The Laughter Thief


I read recently that the average 4-year-old laughs about 300 times a day. The average 40-year-old? Only four.

So why do so many of us lose our laughter as we grow older?

Yes, adulthood comes with responsibilities that children don’t face. But still, you’d think we’d laugh a little more than we do.

Who—or what—has stolen our laughter and joy? Part of it is modern life with its challenges and pressures. Four-year-olds don’t have to pay bills. But part of it is our own minds, and the way we relate to life.

Our days can be ruled by a silent tyranny of likes, dislikes, and "should": "Things should be this way, not that way. People should act like this, not like that. The world should be different than it is."

One of my teachers used to say, "We’ve been ‘should’ on our whole lives." We should on others, and others should on us.

And our nervous systems behave as if there’s always an emergency—always something not quite right.

But if we stopped and asked ourselves, "What problem do I have right now?" how would we answer?
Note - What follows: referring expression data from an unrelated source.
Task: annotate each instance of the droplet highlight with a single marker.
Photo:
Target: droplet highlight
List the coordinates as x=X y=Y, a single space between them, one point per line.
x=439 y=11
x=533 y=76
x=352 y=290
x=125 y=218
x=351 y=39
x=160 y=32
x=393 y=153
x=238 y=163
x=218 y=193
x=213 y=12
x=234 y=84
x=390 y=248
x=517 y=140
Yes, challenges are real. And the world at times needs our care. But how many problems do we internalize?

When we are not aware, our body and nervous system responds as if there is always a danger, even when there is not.

Over time, that constant tension becomes what we call toxic stress. And I suspect that, in our modern world, nearly all of us carry at least some of it.

The remedy is manifold: Time in nature. Time with friends. Time looking inside. Time reflecting on what truly matters.

When we wake up to what actually matters ... to life as it is ... we see that much of our challenge is not "the thing" or "the event" but our relationship to what is arising.

"If you are distressed by anything external, the pain is not due to the thing itself but to your own estimate of it; and this you have the power to revoke at any moment." —Marcus Aurelius

We can then act without this constant tension.

When life becomes a journey of learning instead of a test of shoulds, there is more lightness and ease. Maybe our laughter can return.

 

Soren Gordhamer is the founder of Wisdom 2.0.